CityU joins hands with Santa Fe on language evolution studies
The Language Engineering Laboratory led by Professor (Chair) William S Y Wang in CityU's Department of Electronic Engineering, and the Department of Chinese, Translation and Linguistics, is collaborating with the Santa Fe Institute (SFI) on studies of the emergence of language.
"The project, which aims to define the position of the Chinese language within the context of the languages of Asia, will help advance theoretical understanding of how language evolves," Professor Wang said. "One of the major issues is to find out if language evolution in the Asian context, where close contact among numerous languages has persisted for many millennia, proceeds in the same way as it does in some other parts of the world with different geographical conditions and settlement patterns. This will contribute significantly to the SFI project on relationships of human languages."

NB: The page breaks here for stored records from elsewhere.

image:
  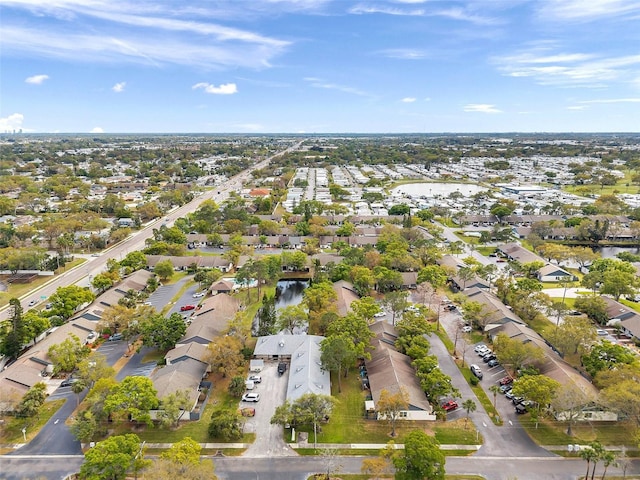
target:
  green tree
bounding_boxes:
[207,335,246,377]
[493,333,544,372]
[140,313,187,350]
[393,430,446,480]
[16,382,47,417]
[153,260,175,281]
[157,390,193,428]
[48,285,95,320]
[104,376,158,425]
[276,305,308,335]
[320,334,358,393]
[229,376,245,398]
[47,333,91,373]
[80,433,147,480]
[376,386,409,437]
[462,398,478,428]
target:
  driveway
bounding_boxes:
[240,362,297,458]
[429,312,555,457]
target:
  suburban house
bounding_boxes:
[333,280,360,316]
[465,288,524,332]
[600,296,640,342]
[365,322,436,420]
[253,334,331,400]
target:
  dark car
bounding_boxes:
[482,353,496,363]
[442,400,458,412]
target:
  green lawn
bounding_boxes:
[520,414,637,449]
[284,372,476,445]
[0,399,65,443]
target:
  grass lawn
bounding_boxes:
[0,399,65,443]
[284,372,476,445]
[520,414,637,450]
[0,258,86,308]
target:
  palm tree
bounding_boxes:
[462,398,477,428]
[489,385,500,409]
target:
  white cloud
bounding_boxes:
[377,48,430,60]
[538,0,640,22]
[305,77,371,97]
[24,75,49,85]
[191,82,238,95]
[493,45,640,87]
[111,82,127,93]
[464,103,502,113]
[579,98,640,103]
[0,113,24,132]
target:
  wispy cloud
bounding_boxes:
[304,77,371,97]
[376,48,430,60]
[536,0,640,22]
[579,98,640,104]
[191,82,238,95]
[2,0,291,69]
[111,82,127,93]
[349,1,502,25]
[0,113,24,132]
[493,44,640,87]
[464,103,502,113]
[24,75,49,85]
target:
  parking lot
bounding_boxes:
[240,362,296,457]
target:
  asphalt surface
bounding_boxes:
[0,455,640,480]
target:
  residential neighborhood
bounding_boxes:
[0,136,640,478]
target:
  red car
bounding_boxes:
[442,400,458,412]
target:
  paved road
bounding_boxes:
[5,455,640,480]
[0,142,302,322]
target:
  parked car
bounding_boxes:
[482,352,496,363]
[473,343,488,353]
[60,378,80,387]
[442,400,458,412]
[500,384,513,393]
[242,393,260,402]
[515,403,527,415]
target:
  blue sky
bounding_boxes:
[0,0,640,133]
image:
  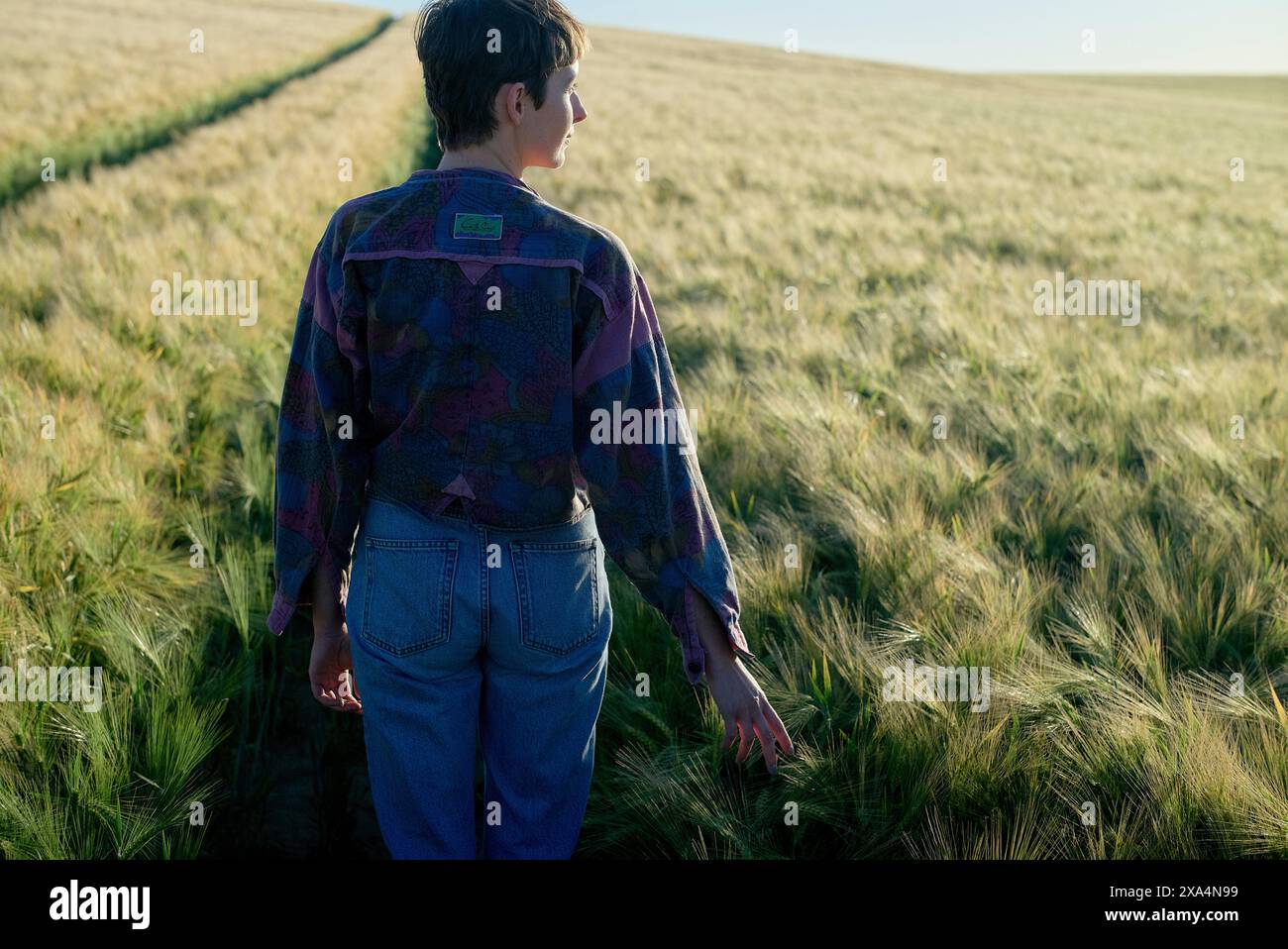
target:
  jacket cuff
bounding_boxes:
[671,580,756,685]
[266,551,349,636]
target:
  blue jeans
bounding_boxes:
[347,492,613,859]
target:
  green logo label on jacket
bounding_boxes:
[452,212,501,241]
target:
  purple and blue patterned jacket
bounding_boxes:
[268,167,754,684]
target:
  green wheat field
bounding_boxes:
[0,0,1288,859]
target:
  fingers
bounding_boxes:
[765,701,796,756]
[313,679,362,714]
[751,714,778,774]
[734,720,751,765]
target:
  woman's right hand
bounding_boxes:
[705,653,796,774]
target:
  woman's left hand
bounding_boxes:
[309,622,362,714]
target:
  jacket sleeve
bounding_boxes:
[574,257,755,685]
[268,212,374,635]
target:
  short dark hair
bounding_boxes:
[415,0,590,151]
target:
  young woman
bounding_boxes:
[269,0,793,858]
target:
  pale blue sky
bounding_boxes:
[351,0,1288,74]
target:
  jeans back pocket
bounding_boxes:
[509,537,602,656]
[362,537,460,656]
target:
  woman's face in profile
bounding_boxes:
[519,60,587,168]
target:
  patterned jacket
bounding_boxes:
[268,167,752,684]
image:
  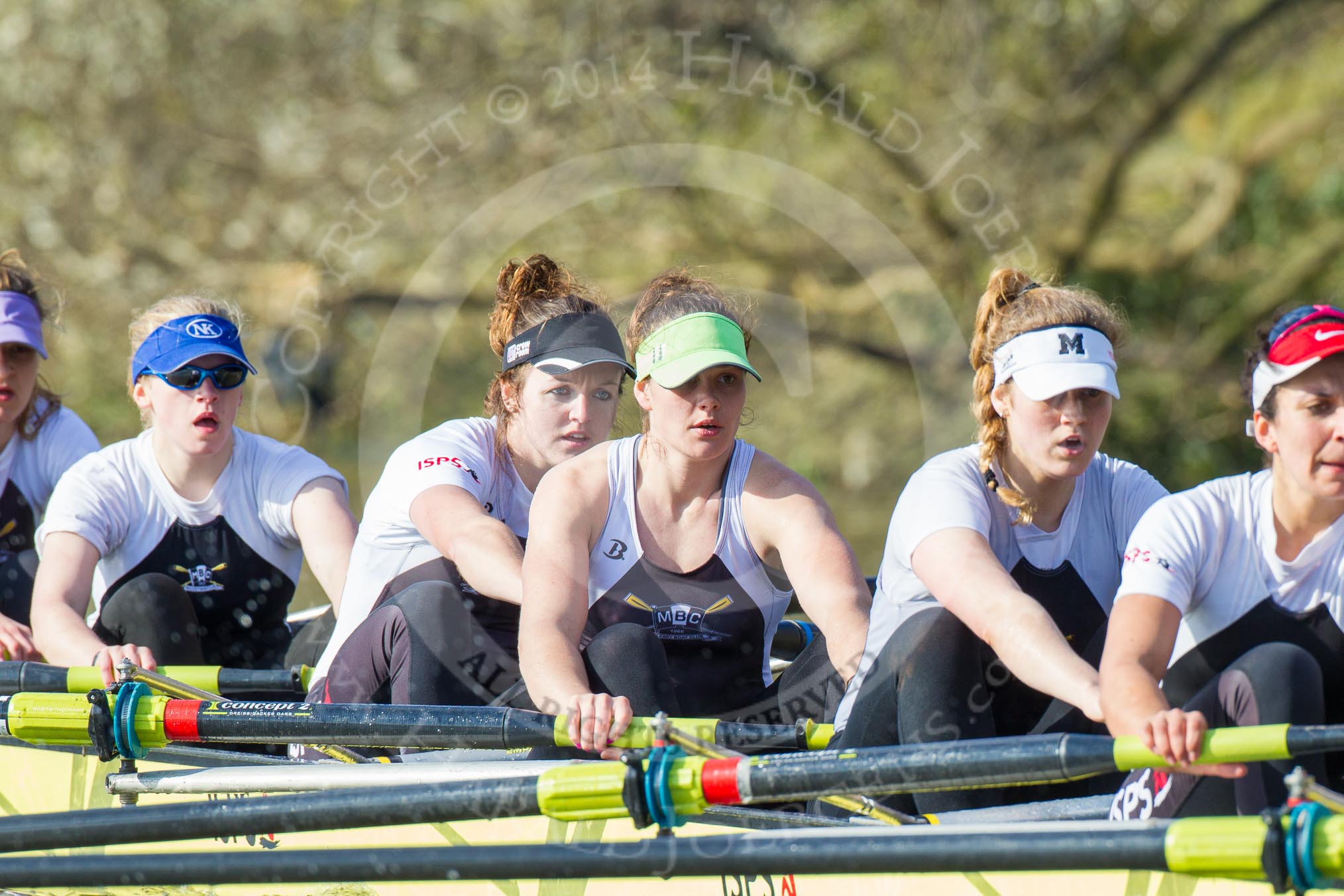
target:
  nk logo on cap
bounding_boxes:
[183,317,225,339]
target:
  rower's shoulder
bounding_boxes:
[537,442,616,496]
[745,449,821,498]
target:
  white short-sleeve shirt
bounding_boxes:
[0,399,98,552]
[836,445,1166,728]
[1117,470,1344,665]
[36,427,345,620]
[313,416,532,680]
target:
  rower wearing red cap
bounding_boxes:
[1101,305,1344,818]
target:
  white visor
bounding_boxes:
[995,327,1119,402]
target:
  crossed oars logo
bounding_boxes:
[172,563,229,591]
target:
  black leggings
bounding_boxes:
[1110,642,1325,819]
[830,607,1118,812]
[583,622,844,724]
[0,548,38,625]
[93,572,289,669]
[309,582,519,706]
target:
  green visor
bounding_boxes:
[634,311,761,388]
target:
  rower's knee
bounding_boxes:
[1217,641,1325,726]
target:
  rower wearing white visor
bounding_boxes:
[832,268,1166,812]
[1101,305,1344,818]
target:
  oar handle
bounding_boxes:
[555,716,834,751]
[0,661,313,696]
[1114,726,1294,771]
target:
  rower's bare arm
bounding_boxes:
[518,457,630,755]
[32,532,154,684]
[910,528,1102,721]
[1101,594,1180,736]
[743,462,872,683]
[289,476,356,615]
[1101,594,1246,778]
[410,485,523,603]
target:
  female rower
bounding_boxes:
[519,271,869,755]
[832,268,1166,811]
[310,255,634,705]
[1101,305,1344,818]
[32,296,355,683]
[0,249,98,659]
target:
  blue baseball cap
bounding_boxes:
[131,314,256,376]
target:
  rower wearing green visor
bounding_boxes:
[519,270,869,757]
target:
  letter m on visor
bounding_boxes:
[1059,333,1086,355]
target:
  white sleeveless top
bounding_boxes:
[588,435,793,712]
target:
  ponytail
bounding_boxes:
[485,254,610,455]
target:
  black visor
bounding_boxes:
[504,314,634,376]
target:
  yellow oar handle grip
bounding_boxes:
[1114,726,1292,771]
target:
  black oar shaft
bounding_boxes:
[0,778,539,853]
[164,701,808,751]
[739,735,1115,802]
[0,825,1166,887]
[1285,726,1344,756]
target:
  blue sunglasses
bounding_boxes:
[145,364,247,392]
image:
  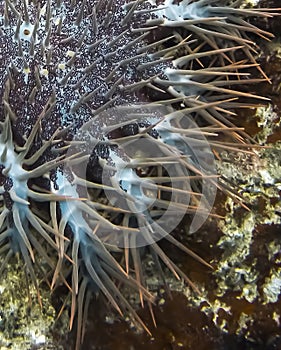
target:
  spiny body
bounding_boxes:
[0,0,278,347]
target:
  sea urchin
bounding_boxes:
[0,0,276,348]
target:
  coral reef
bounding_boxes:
[0,0,277,349]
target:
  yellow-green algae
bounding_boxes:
[0,258,68,350]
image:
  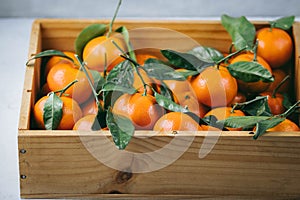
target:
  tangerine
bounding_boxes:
[82,34,127,72]
[256,27,293,68]
[153,112,202,131]
[47,63,94,104]
[112,93,164,130]
[191,66,238,107]
[231,53,272,93]
[33,96,82,130]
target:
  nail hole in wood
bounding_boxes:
[20,174,27,179]
[20,149,26,154]
[116,171,132,184]
[109,190,122,194]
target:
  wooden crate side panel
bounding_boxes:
[19,131,300,197]
[41,20,231,52]
[293,22,300,100]
[19,21,42,130]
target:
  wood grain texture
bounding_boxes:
[19,131,300,198]
[18,19,300,199]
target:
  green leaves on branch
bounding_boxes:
[227,61,274,82]
[43,92,63,130]
[188,46,224,63]
[217,116,286,139]
[142,58,195,81]
[161,49,214,73]
[116,26,136,61]
[26,49,74,65]
[74,24,107,58]
[269,16,295,30]
[221,15,256,50]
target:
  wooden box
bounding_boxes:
[18,19,300,199]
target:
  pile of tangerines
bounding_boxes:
[27,13,299,148]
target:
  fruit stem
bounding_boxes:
[216,47,247,66]
[75,55,99,105]
[103,52,107,78]
[107,0,122,37]
[277,100,300,117]
[272,75,290,98]
[53,80,78,97]
[253,40,259,62]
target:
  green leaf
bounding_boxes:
[106,109,135,150]
[227,61,274,82]
[116,26,136,61]
[92,103,107,131]
[74,24,107,59]
[102,82,136,94]
[234,96,272,116]
[26,49,74,65]
[221,15,256,50]
[143,58,186,81]
[160,81,174,101]
[43,92,63,130]
[253,117,285,140]
[188,46,224,63]
[270,16,295,30]
[217,116,270,128]
[154,92,189,112]
[89,70,105,91]
[106,60,133,88]
[161,49,214,73]
[282,93,293,109]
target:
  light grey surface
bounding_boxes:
[0,19,32,199]
[0,0,300,18]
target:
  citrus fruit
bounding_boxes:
[231,53,272,93]
[266,69,290,92]
[45,51,80,76]
[82,34,127,72]
[112,93,164,130]
[191,66,238,107]
[256,27,293,68]
[204,107,245,131]
[33,96,82,130]
[153,112,202,131]
[230,91,247,105]
[47,63,94,104]
[80,95,99,116]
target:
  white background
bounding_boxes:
[0,0,300,199]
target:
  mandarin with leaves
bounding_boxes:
[82,33,127,72]
[191,66,238,107]
[153,112,202,131]
[112,93,165,130]
[33,96,82,130]
[231,53,272,93]
[47,63,94,104]
[256,27,293,68]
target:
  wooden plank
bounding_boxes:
[18,19,42,130]
[293,22,300,100]
[19,131,300,197]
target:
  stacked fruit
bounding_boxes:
[27,12,299,149]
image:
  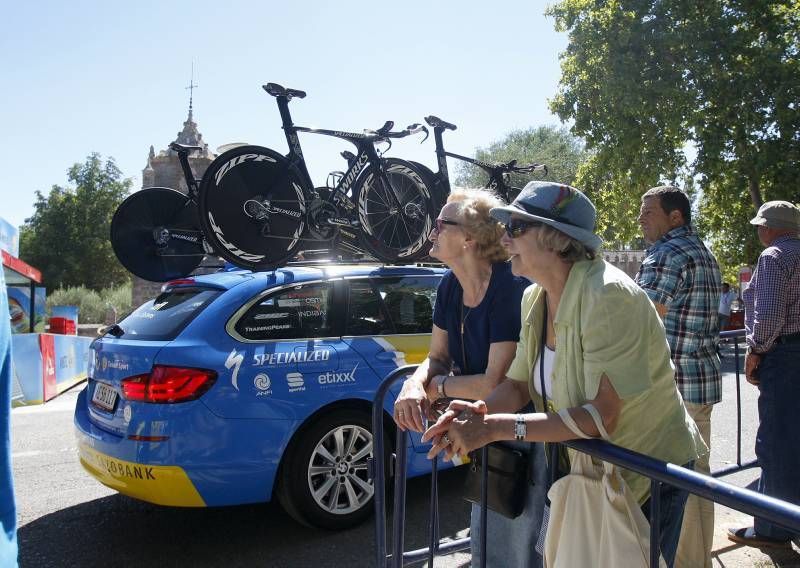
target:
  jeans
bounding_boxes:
[754,343,800,540]
[642,462,694,567]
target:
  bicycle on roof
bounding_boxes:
[198,83,436,270]
[413,115,547,210]
[111,142,213,282]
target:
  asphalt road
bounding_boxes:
[11,342,758,568]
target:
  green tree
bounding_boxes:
[548,0,800,265]
[20,153,132,290]
[456,126,587,195]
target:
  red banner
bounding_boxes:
[39,333,58,402]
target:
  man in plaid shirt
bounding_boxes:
[636,186,722,567]
[728,201,800,547]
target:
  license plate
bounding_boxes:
[92,383,117,412]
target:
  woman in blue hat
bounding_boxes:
[423,182,705,566]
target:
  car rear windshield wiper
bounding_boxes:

A third leading language research centre evolves
In October, Professor Wang led a team of doctoral students and a Fellow in an SFI workshop on language acquisition. Participants explored the life of language from how it is acquired to how it becomes extinct. "I am really proud that our work at CityU received high commendations from international scholars at the workshop," Professor Wang said. One participant, Professor Luc Steels from Sony Research Centre, Paris, commented, "In addition to the two leading research centres in Paris and Edinburgh undertaking studies on the problems in language evolution, we see a third centre emerging at CityU."
The Language Engineering Laboratory aims to promote the advancement of knowledge of human language within an evolutionary perspective, using an interdisciplinary approach. In addition to focusing on historical linguistics, the Laboratory adopts computational modeling of the acquisition, change and emergence of language. "Language is a typical complex system. We believe it can be explored by using simulation models that are often adopted in the study of complex adaptive systems in Physics, Biology and Economics," Professor Wang explained.
Professor Wang's maintains that language may have started from a consistent set ofmappings between meanings and signals, which are the results of conventions established among a population. In his studies, Professor Wang uses mathematical models and computer simulation to investigate how such conventions are formed. "We assume that primitive human beings did not share any language," Professor Wang said. "They made signals in response to the environment and each signal might refer to a complex mix of meanings." In the simulation model, Professor Wang assumed that different people used different signals to represent the same thing, but through interaction and imitation, an established convention was reached gradually. This accounted for the emergence of language. "The desire to interact is the very key to the emergence of language," he added. "When human beings have the desire to interact, they will try to adjust themselves to be better understood by others and to understand others better for their own benefit."
Further studies on language ambiguities, language changes and the impact of social structure on language emergence are being conducted using the simulation approach.